Breast Augmentation increases the size of the breasts placing Breast Implants through small, discrete incisions. The best location and placement of the incisions varies depending on the type of implant, and your anatomy.
Saline Breast Implants require a shorter incision. They can be inserted empty, and inflated once inside. This allows for more variety in incision placement, and makes hiding the incisions easier.
Silicone Breast Implants come pre-filled. Since they are full when they are inserted, a slightly larger incision is required. The new, high strength (gummy bear) type of Silicone Breast Implants, require a slightly larger incision than the previous generation of silicone gel filled Breast Implants.
Breast Augmentation Before and After Photos (Augmentation Mammoplasty with Breast Implants)
Choosing The Best Breast Incision
In his San Francisco Bay Area Breast Augmentation practice, Dr. Joseph Mele uses multiple Breast Augmentation techniques. This gives him the ability to choose the method that can give you the best Breast Augmentation, with the safest and most predictable results. Below is general information about incision placement. While the information provided is accurate, a personalized, in-office consultation is the only way to choose the most appropriate
Breast Augmentation Video Presentation
Breast Augmentation Incisions
Several approaches exist for insertion of breast implants. The best approach for you will depend on several variables, so be certain to discuss this with your Board Certified Plastic Surgeon. Consideration is given to:
- The type of implant, saline vs. silicone, influences the size of the incision, and thus the best location.
- If you plan to breast feed after breast augmentation, an incision away from the nipple may be preferred.
- The amount of breast tissue you have before augmentation.
- Previous surgery. A preexisting scar may be an advantage or disadvantage.
- Concern with capsular contracture.
- Preexisting asymmetry may be easier to correct through a specific approach.
Below, the four most commonly used Breast Augmentation Incisions are discussed in more detail.
The areola is the colored skin, which surrounds the nipple.
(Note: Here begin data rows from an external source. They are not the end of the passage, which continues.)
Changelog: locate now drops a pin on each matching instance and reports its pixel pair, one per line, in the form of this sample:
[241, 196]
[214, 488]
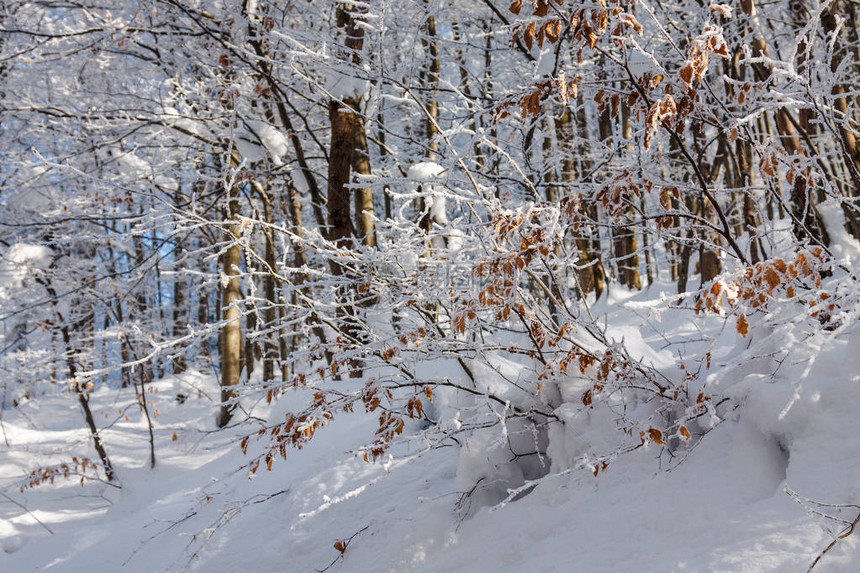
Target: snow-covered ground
[745, 498]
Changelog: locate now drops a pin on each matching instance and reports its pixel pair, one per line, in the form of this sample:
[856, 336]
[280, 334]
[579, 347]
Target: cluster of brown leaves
[43, 475]
[710, 41]
[758, 284]
[585, 26]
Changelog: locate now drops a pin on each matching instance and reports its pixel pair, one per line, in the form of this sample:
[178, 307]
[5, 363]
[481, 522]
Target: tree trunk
[231, 331]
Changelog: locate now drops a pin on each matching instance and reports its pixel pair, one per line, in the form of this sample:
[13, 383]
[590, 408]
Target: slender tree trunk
[231, 331]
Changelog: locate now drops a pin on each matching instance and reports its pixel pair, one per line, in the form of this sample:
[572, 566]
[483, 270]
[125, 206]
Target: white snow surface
[720, 506]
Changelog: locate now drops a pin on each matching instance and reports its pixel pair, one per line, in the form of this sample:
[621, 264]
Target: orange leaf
[656, 436]
[743, 325]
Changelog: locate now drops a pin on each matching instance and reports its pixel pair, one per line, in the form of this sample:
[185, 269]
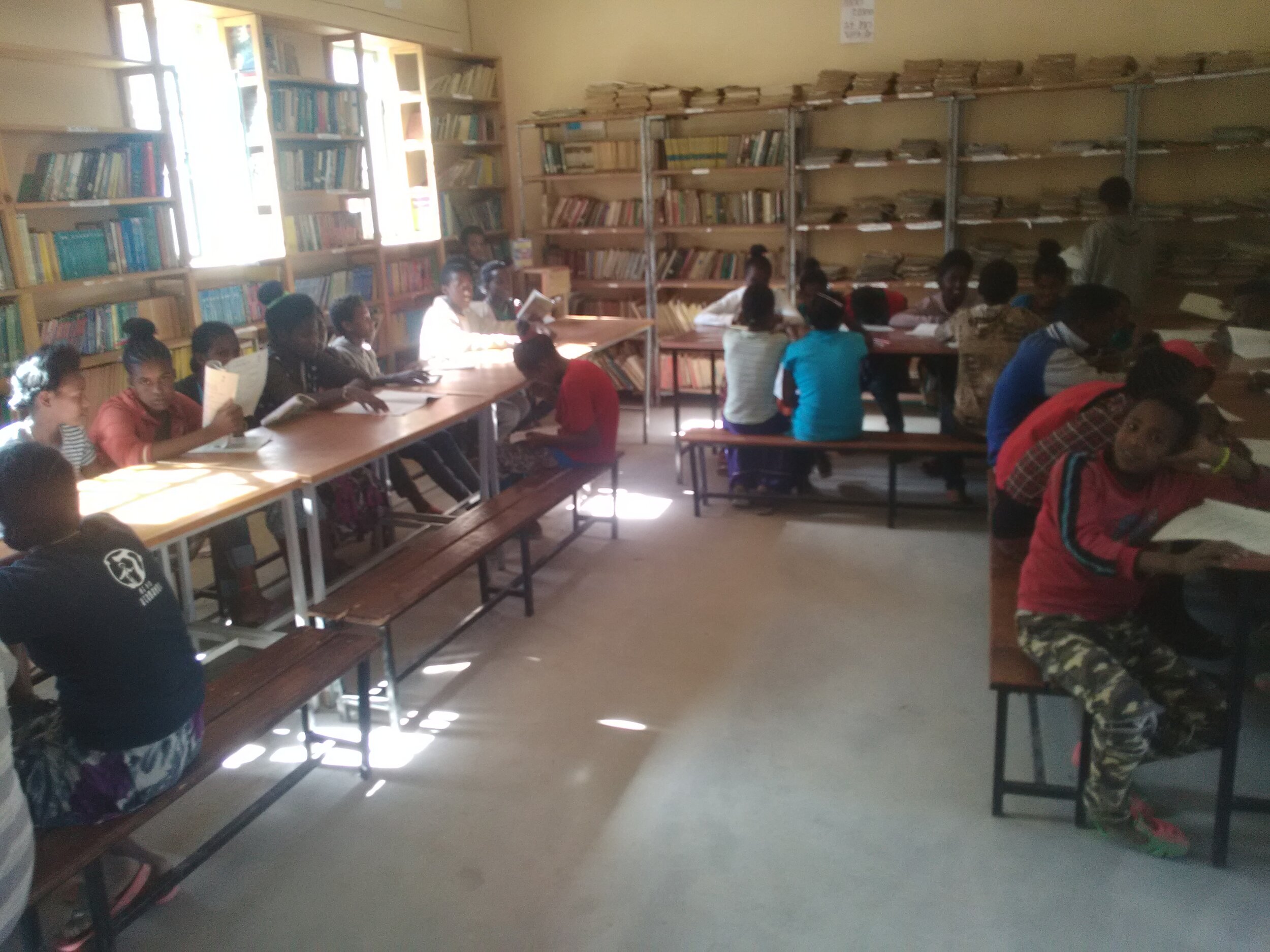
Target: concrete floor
[814, 773]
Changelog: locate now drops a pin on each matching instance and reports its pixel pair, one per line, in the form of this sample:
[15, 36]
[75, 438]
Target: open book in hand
[1213, 521]
[298, 407]
[240, 381]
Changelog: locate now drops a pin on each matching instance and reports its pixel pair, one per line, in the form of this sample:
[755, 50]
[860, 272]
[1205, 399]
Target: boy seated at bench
[586, 410]
[1084, 579]
[92, 607]
[822, 385]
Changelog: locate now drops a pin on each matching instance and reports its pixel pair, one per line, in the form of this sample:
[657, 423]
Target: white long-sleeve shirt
[723, 313]
[448, 336]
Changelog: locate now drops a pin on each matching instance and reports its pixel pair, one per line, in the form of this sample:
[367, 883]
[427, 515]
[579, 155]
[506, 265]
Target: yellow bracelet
[1226, 458]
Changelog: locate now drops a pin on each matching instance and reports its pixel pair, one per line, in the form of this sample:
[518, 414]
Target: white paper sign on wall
[856, 22]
The periareolar incision is placed along the edge of the areola from about 4 to 8 o’clock. The advantage is that the scar can hide well here. Scars in this area are usually thin. If the scar ends up a little dark, it can hide in the pigmentation of the areola. If the scar is a little light, it can hide in the skin. Since we expect to see a color change along the areola, the resultant scar is usually difficult to detect.
The periareolar approach is most often used with saline filled breast implants. The implants can be inserted through the incision empty. By inflating the implant on the inside, a smaller incision is needed on the outside.
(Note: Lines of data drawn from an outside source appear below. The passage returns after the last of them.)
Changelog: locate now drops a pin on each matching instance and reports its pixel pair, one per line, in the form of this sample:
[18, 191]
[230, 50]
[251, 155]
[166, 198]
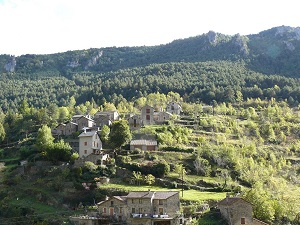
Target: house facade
[145, 145]
[238, 211]
[85, 121]
[147, 115]
[174, 108]
[70, 128]
[135, 122]
[161, 117]
[143, 207]
[89, 143]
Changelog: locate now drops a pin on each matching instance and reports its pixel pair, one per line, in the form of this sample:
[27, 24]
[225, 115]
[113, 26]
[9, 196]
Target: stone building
[174, 108]
[89, 143]
[238, 211]
[147, 113]
[143, 207]
[143, 144]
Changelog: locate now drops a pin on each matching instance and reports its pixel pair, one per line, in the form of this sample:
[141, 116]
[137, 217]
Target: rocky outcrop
[73, 64]
[289, 45]
[93, 60]
[241, 43]
[11, 66]
[212, 37]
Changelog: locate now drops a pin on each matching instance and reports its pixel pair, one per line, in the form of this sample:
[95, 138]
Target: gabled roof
[140, 194]
[61, 124]
[143, 142]
[152, 194]
[231, 200]
[164, 194]
[87, 133]
[71, 123]
[120, 198]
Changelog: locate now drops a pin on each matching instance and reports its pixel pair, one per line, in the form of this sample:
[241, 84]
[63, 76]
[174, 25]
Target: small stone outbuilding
[238, 211]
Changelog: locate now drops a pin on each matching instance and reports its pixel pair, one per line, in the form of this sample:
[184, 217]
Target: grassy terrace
[188, 195]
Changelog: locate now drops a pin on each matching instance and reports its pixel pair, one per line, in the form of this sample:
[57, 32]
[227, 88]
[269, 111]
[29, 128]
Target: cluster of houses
[160, 208]
[89, 145]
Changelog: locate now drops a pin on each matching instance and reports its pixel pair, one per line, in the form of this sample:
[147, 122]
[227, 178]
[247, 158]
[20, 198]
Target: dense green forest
[250, 148]
[208, 67]
[202, 81]
[246, 142]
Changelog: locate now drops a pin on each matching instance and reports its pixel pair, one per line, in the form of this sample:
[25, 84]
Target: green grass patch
[188, 195]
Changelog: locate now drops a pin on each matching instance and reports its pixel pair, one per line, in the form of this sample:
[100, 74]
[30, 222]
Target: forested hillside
[213, 66]
[239, 132]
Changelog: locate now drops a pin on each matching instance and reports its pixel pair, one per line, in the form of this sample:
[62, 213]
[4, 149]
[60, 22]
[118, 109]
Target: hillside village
[89, 145]
[210, 133]
[139, 207]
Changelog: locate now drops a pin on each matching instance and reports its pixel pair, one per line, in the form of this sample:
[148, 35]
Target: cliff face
[272, 51]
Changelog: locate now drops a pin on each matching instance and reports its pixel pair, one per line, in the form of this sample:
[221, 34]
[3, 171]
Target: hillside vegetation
[239, 132]
[250, 148]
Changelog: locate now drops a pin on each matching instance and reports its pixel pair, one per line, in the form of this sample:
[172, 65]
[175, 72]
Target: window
[243, 220]
[160, 211]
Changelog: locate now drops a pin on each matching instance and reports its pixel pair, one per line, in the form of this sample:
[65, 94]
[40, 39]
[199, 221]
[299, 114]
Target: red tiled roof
[144, 142]
[231, 200]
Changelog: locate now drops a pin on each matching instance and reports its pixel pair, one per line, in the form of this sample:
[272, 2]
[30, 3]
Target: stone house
[143, 207]
[70, 128]
[59, 129]
[85, 121]
[102, 118]
[238, 211]
[147, 113]
[161, 117]
[135, 122]
[174, 108]
[145, 145]
[65, 128]
[89, 143]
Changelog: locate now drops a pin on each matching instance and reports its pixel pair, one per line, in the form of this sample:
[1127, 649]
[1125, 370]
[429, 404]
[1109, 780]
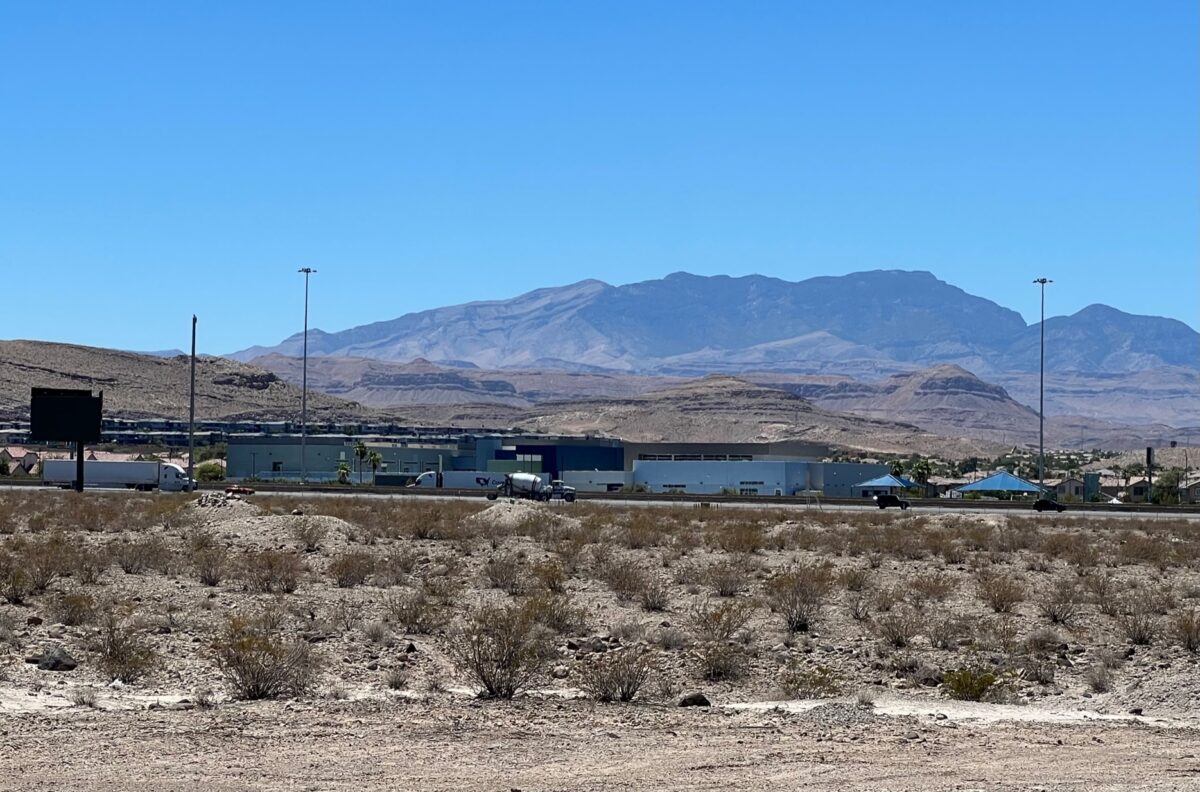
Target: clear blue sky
[162, 159]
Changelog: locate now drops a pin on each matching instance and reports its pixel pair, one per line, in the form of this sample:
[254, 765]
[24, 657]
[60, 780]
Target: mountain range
[867, 324]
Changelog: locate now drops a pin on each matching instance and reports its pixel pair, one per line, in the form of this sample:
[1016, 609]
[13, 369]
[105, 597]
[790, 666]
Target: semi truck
[459, 480]
[533, 487]
[130, 475]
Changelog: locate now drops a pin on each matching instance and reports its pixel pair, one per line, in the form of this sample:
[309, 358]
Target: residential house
[1069, 490]
[1189, 490]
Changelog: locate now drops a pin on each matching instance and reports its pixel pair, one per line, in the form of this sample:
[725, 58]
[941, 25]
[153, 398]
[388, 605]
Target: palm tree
[360, 454]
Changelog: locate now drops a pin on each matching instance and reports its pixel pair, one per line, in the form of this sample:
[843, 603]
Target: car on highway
[886, 501]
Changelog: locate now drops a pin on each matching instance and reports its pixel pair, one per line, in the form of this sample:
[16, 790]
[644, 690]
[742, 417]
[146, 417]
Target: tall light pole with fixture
[1042, 391]
[191, 419]
[304, 379]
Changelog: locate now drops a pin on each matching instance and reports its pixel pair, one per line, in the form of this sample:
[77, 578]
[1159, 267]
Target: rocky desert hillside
[715, 409]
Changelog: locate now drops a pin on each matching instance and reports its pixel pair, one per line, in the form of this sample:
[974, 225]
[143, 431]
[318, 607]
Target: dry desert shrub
[1000, 592]
[799, 679]
[736, 537]
[352, 569]
[507, 573]
[88, 564]
[721, 660]
[798, 594]
[671, 639]
[557, 612]
[969, 683]
[395, 565]
[258, 661]
[1099, 678]
[1137, 547]
[720, 621]
[501, 649]
[271, 571]
[625, 580]
[15, 583]
[138, 556]
[45, 559]
[855, 579]
[73, 609]
[727, 576]
[209, 558]
[933, 586]
[1042, 641]
[654, 594]
[550, 575]
[414, 611]
[1186, 629]
[899, 627]
[945, 631]
[618, 675]
[999, 634]
[1103, 591]
[1138, 622]
[309, 534]
[123, 654]
[1062, 603]
[642, 531]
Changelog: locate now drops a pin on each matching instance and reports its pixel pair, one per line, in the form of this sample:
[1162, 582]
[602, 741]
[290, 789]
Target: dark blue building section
[556, 459]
- Advantages: Best disguised incision, and just about any implant problem can be fixed via this incision. Scar is covered by clothing.
- Disadvantages: May be too small for silicone gel breast implant placement. May cause injury to the milk ducts in the lower breast.
Inframammary Fold (IMF) Incision
The inframammary fold (IMF)incision is made just above the crease under the breast, and is centered just lateral to a line dropped from the nipple. When the areola is too small, this is the preferred incision. The most common situation is for the placement of a silicone gel filled implant. Silicone gel filled breast implants come pre-filled, and require a larger opening for placement. Trying to force a silicone gel filled implant through too small, or too remote and incision, increases the risk of breast implant failure. Stretching the shell of the implant will cause weak spots, making the implant more likely to leak.
- Advantages: Any size implant can be placed via the IMF approach, and just about any implant problem can be fixed via this incision. Scar covered by minimal clothing. No injury to milk ducts.
- Disadvantages: More noticeable than the periareolar incision.
Axillary (Arm Pit) Incision
These incisions are made in the armpits. The location is discrete, but removed from the breast. Being farther away can make it more difficult to place the implants. Specialized instruments must be used to reach the lowest portion of the implant pocket. Since the bottom of the pocket cannot be felt through the axillary incision, there is a slightly increased risk of asymmetry. Silicone gel filled implants are at higher risk of injury with this incision, and the approach is not recommended.
- Advantages: Scar in armpit.
- Disadvantages: Sensory nerve to the nipple crosses between this incision and the pocket for the implant putting it at risk. More exposed scar location. Higher risk of damage to silicone gel implants during placement. Less control over the implant pocket creation at the IMF. Cannot treat capsular contracture through this incision.
(Trans)Umbilical (TUBA) Incision
The umbilical incision is made in the upper rim of the belly button. TUBA (TransUmbilical Breast Augmentation) is performed by tunneling up from the bellybutton and into the breast. Visualization is poor at best, making this the least controlled approach. Dissection of the pocket is often done by inflating a balloon under the breast, and the implants are inserted through a long tube. Silicone gel filled implants should not be placed with this approach. The main selling point of this approach is the scar, but since the scars on the breast tend to heal well, the advantage is minimal.
- Advantages: One scar instead of two.
- Disadvantages: More exposed scar location. Not suitable for silicone gel implant placement. Less control over the implant pocket creation. Cannot treat capsular contracture through this incision.